SCOTUS To Determine Whether Permissible For Self-Funded Medical Plan Can Recover Attorney's Fees Paid to Plaintiff's Counsel

The Philadelphia-based 3rd U.S. Circuit Court of Appeals had ruled in U.S. Airways Inc. v. McCutchen, that the health plan’s attempt to obtain the personal injury proceeds and attorney fees was not allowed under ERISA because it would not amount to “appropriate equitable relief.”  The case is now before the Supreme Court.

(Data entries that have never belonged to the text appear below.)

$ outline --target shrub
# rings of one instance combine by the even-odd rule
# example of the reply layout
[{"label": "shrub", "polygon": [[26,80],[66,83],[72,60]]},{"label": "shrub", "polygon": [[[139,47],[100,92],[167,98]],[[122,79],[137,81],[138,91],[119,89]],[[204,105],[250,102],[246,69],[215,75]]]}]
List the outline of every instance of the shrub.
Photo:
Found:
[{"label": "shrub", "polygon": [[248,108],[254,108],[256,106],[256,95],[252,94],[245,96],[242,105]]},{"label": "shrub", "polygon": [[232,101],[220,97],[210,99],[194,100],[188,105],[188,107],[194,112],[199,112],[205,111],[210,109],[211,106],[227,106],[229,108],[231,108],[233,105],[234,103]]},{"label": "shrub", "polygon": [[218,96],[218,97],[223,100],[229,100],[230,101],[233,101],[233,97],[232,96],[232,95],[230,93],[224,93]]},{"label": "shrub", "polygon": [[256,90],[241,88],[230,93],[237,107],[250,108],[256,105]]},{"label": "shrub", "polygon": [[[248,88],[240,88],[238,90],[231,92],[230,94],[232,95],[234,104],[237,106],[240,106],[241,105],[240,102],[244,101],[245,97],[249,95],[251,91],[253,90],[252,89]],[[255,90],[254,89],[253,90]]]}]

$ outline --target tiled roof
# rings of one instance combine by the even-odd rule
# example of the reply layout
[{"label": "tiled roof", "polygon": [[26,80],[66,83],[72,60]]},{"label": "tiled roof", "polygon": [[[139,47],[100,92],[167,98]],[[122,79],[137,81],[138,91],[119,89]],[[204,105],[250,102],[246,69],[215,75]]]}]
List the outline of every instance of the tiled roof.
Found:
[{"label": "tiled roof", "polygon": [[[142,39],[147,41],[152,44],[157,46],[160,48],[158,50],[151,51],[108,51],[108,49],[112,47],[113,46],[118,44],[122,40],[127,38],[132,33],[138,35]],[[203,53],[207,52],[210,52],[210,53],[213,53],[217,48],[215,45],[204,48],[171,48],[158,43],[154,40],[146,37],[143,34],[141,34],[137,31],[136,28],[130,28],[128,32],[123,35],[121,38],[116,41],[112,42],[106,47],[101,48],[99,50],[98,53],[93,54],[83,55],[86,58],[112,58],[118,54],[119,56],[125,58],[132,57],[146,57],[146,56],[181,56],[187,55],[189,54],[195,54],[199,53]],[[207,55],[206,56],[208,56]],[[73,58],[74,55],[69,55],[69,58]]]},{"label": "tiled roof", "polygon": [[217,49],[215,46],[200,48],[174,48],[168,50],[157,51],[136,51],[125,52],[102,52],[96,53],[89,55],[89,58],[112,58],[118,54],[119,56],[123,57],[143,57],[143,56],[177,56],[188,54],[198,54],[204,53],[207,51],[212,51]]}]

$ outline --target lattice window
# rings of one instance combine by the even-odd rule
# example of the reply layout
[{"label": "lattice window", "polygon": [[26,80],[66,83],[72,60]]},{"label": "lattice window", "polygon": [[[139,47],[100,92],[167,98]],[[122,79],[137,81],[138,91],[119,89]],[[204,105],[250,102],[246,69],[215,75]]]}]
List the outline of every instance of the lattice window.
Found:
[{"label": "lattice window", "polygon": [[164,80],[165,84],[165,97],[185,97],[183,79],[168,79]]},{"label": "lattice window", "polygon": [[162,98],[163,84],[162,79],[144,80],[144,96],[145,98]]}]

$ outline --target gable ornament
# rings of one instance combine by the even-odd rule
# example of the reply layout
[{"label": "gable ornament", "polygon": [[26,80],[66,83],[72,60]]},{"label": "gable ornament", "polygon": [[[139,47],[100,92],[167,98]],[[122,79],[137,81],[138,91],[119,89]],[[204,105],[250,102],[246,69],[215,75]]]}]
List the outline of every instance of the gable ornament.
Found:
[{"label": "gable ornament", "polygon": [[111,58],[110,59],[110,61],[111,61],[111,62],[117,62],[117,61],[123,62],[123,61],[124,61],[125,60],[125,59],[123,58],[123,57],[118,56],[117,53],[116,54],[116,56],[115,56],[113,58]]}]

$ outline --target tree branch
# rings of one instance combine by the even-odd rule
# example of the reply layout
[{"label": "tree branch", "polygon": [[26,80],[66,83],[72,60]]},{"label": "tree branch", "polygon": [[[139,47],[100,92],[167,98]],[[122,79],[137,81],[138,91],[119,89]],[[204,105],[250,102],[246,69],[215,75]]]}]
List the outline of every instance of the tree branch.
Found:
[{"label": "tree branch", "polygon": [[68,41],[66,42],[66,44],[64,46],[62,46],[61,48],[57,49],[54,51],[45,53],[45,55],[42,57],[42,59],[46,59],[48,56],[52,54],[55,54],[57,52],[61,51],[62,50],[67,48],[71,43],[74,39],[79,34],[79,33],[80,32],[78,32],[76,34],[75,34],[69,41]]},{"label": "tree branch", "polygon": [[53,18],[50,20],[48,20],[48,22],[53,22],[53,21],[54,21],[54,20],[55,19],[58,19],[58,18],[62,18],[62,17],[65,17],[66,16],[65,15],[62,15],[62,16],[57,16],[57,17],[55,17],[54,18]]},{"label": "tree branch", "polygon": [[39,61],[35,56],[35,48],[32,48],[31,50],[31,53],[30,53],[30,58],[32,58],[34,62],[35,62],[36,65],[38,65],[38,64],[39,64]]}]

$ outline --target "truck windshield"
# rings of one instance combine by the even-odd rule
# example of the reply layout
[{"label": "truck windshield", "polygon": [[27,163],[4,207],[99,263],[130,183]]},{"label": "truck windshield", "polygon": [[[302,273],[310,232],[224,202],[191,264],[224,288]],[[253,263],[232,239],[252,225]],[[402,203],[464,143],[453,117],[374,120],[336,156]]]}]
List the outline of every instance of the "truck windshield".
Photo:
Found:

McCutchen was injured in an auto accident and incurred nearly $67,000.00 in medical bills, and settled his third-party claim for $110,000.00, after deducting his attorney’s fees, McCutchen walked away with $66,000.00.  US Airways demanded reimbursement of the full $67,000.00.

Ultimately US Airways filed suit for the full amount in the US District Court.  The District Court granted summary judgment to US Airways for the entire amount of the counsel’s fees, $41,000.00 annd more than $25,000 from McCutchen, ruling that the plan language required reimbursement from “any monies recovered”, which included the attorney’s fees.

The third circuit reversed on the grounds that it was inequitable for US Airways to be fully reimbursed when McCutchen recieved less than the full payment for his medical expenses.